PLF 2015 : Les promesses de Boussaïd

PLF 2015 : Les promesses de Boussaïd

Des annonces qui compenseront probablement le sentiment de déception qui règne parmi la communauté des chefs d’entreprises depuis que le projet a été dévoilé.

Amendement de la loi sur les délais de paiement : Le public aussi sera couvert par le texte

La première bonne nouvelle concerne la fameuse loi sur les délais de paiement. Le ministre des finances a ainsi annoncé que ladite loi sera incessamment amendée pour qu’elle soit étendue aux entreprises publiques comme l’a toujours réclamé le secteur privé. On se rappelle que la CGEM, à juste titre, a toujours reproché à cette loi son caractère inéquitable puisqu’elle a exonéré les entreprises publiques de cette obligation faite au secteur privé au moment où, paradoxalement, les retards de paiement enregistrés de la part de ces entreprises constituaient pratiquement la première origine du phénomène dans le secteur privé.

Mais visiblement, et à en croire M. Boussaïd, le principe est acté du côté du gouvernement. Maintenant, il reste que l’application de cette mesure ne sera pas pour 2015 mais probablement pour beaucoup plus tard. 2016? 2017 ou 2018 ? Sans révéler la date d’entrée en vigueur de la mesure, le ministre des finances a confirmé en tout cas que les entreprises publiques bénéficieront d’un délai raisonnable pour pouvoir se conformer à la réglementation.

Les arriérés de l’administration : Il reste 850 MDH à débloquer !

L’autre bonne nouvelle annoncée par le ministre des finances concerne un sujet connexe aux délais de paiement, à savoir les arriérés de l’administration. A ce sujet, Mohamed Boussaid a tenu à lever la confusion : l’administration et les ministères n’ont plus d’arriérés vis-à-vis de leurs fournisseurs. Le ministre confirme, en revanche, que certains établissements publics posaient réellement problème en faisant allusion notamment au cas de l’ONEE et surtout des Académies régionales de l’éducation et de la formation (AREF).

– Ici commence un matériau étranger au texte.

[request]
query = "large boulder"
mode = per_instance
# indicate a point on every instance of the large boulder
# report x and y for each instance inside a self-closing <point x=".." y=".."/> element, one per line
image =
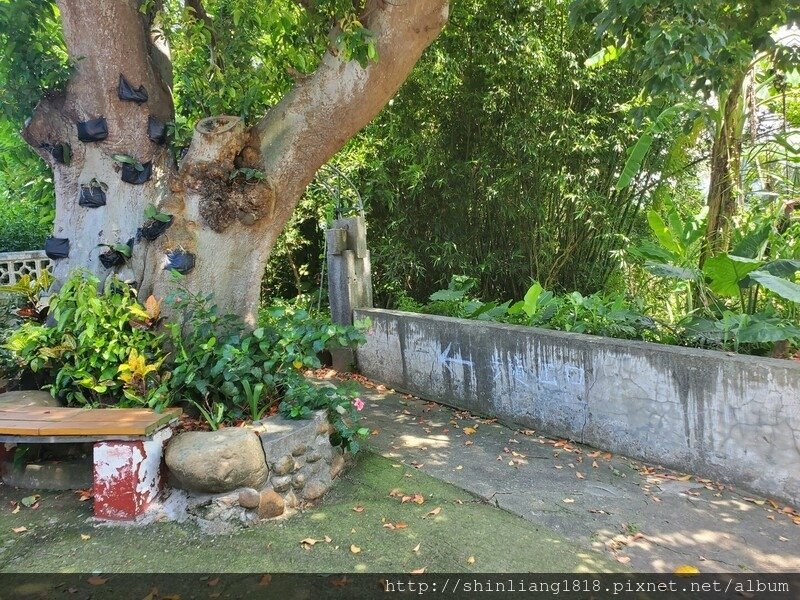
<point x="27" y="399"/>
<point x="217" y="461"/>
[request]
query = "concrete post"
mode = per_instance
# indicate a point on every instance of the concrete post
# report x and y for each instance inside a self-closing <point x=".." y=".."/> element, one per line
<point x="349" y="277"/>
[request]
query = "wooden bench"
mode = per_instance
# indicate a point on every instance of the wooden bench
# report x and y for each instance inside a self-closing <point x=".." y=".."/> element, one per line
<point x="128" y="449"/>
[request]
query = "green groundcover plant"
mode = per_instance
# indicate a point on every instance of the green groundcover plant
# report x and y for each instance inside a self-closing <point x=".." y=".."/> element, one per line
<point x="105" y="348"/>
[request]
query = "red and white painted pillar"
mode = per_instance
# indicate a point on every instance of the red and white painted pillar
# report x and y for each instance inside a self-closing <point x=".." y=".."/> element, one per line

Si pour l’ONEE, le problème, dit le ministre, «est derrière nous», pour les AREF il reste encore un bon paquet à rembourser aux entreprises qui ont réalisé des travaux pour le compte des AREF et qui, depuis plusieurs années, attendent d’être payées. La bonne nouvelle est que le gouvernement, après avoir débloqué pas moins de 3 milliards DH en 2014, a la ferme volonté de liquider tout le stock restant et qui est d’environ 850 millions de DH. A en croire M. Boussaïd, tout sera fait pour régler cette grosse ardoise avant la fin de l’année.
 
Le butoir TVA : Le seuil des 20 MDH sera relevé

Enfin, l’autre bonne nouvelle pour les entreprises privées concerne l’éternelle question du butoir dont souffrent les opérateurs depuis plusieurs décennies du fait de la différence entre les taux de TVA à l’entrée et à la sortie. Du coup, le secteur privé a accumulé des volumes de crédit TVA que l’Etat n’a jamais voulu rembourser. En 2014, le gouvernement a fini par accéder à cette vieille doléance en inscrivant dans la loi de Finances le principe du remboursement mais sous certaines conditions. D’abord n’en ont profité que les entreprises dont le volume de crédit TVA était inférieur à 20 millions DH et, d’un autre côté, le remboursement ne concernait pas les crédits de TVA vieux de plus de 10 ans.

Des conditions qui avaient quelque peu refroidi le secteur privé, sans parler de la complexité de la procédure. Pour 2015, le ministre des finances promet du nouveau. Selon M. Boussaïd, il y a une soixantaine d’entreprises au Maroc qui accaparent l’essentiel du volume du crédit de TVA et qui, vu le seuil de 20 MDH, n’ont pas pu bénéficier de cette mesure. En 2015, ce seuil sera vraisemblablement revu à la hausse pour élargir davantage la mesure. Mais là aussi, le ministre des finances n’a pas souhaité en dire plus sur le niveau où sera mis le curseur.